Post-Topper: Alarmist – Sequesterer

There’s a lot of intricacies on this month’s Post Rock Post. Whether it comes in the form of math-rock dexterity, noise-inspired dirt, or some other realm of musical expression, it certainly doesn’t compete with Alarmist’s Sequester. It’s been a long time since I’ve heard an album this intricate, and, to be honest, it makes it incredibly hard to write about. Sequester is like if Jaga Jazzist got hit on the head with Aiming for Enrike play-book and got it into their mind to start really experimenting with their synth tones. It’s like if a big band smashed into a bunch of nerds doing statistics with Python by way of learning how to play John Coltrane, like if a bunch of robots from the future got into a car accident while heading to see Three Trapped Tigers play their last live show ever.

It’s freaking out there, OK? But here’s the thing, the secret sauce, the raison d’etre, herein lies the rub: it all somehow comes together. Wielding their odd meters, odder tones, and oddest track structures, Alarmist weave the entire thing into something which sounds like an album rather than a disparate bunch of cool ideas. Take the ending of the first track “District of Baddies”; there’s no way those synth sounds near the end, cutting through the rest of the break-neck compositions, should make any sense. But in the context of the rest of the track, and what comes after, on “Boyfriend in the Sky” (what a track9s name by the way), it somehow works. The little touches of weirdness everywhere, the way everything progresses towards a common end while still feeling energetic and about-to-break-loose, this impossible tension is what makes Sequesterer so good.

It’s going to take you a while. I’ll be honest, it still hasn’t fully clicked with me. There’s just so much going on on every level, from the selection of sounds, through their execution and, finally, to the way the whole thing unfolds like a beautiful, psychedelic, multi-colored flower. But if you spend some time with it, first by letting it wash over you and then later, slowly, piecing it together, you’ll find one of the most wonderful and intriguing releases within the post-rock spaces in a while now. It’s one of those pieces you know you’ll visit down the line, in coming years, and that always, always, some part of it will leave you scratching your head and saying “wait, what?”

-Eden Kupermintz

The Endless Shimmering (AKA Best of the Rest)

Francisco Sonur – International Border

Ambient music certainly has a strong following within post-rock fandom, but I can say for myself that I have never been overly interested in that sector. I love a great, emotionally wrought melody, but I typically also want there to be a full complement of instrumentation assembled around it. If you asked me last week what the probability was that I’d be writing about an ambient album for this month’s post, I would have put that chances at somewhere between 0 and 1%. Then I received a message from Fran Sonur, who I have become acquainted with through my work on the A Thousand Arms comps, as well as my South American post-rock feature from earlier this year.

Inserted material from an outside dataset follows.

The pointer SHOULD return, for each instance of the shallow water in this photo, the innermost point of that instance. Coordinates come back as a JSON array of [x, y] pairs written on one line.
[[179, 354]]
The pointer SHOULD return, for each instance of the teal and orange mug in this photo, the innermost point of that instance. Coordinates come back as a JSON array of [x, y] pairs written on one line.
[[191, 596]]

His band blien vesne has been one of the more exciting groups in the South American scene for a while, despite not having released new material in the past few years. The reason for this is that some of the members have moved to Australia, which obviously makes the coordination of musical efforts more difficult. Following completion of work on another musical project, Fran says he found himself with a sudden burst of inspiration flowing from within, which has manifested itself as this 5-song ambient work entitled International Border.

The line at the bottom of the Bandcamp page says simply that this “is the first time in a long time I’m not feeling suffocated,” and I have to say I haven’t read something that more perfectly and succinctly describes an album as that in quite some time. The effectiveness of a given piece of music, of course, is often about the way in which it hits you at just the right moment. This is certainly the right moment for me. I had a pretty dark first half of the year for a lot of reasons. It was the first time I’ve ever had to face certain mental wellness issues that I had ignored for some time, the first time I’d ever felt like the vice had been tightened more than I could handle. The past couple of months have been a steady process of self-awareness and self-discovery, and this is the perfect record for that experience.

There is no darkness on International Border, only a warm, enveloping light. Each note feels as if it was painstakingly chosen and precisely executed for maximum emotional impact; for instance, the feelings I get from “You Are Not One Of Them” are of reflection and release, with the slowly unfolding piano melody acting as the former while the intermittently swelling synth plays the latter role. It’s one thing to conceive of this, it’s another to perform it, and Sonur executes so naturally. As he says, this music sort of just started flowing from within him unexpectedly, and there is a very organic, intuitive, comfortable feeling about it, like it was meant to be and never could have been anything else.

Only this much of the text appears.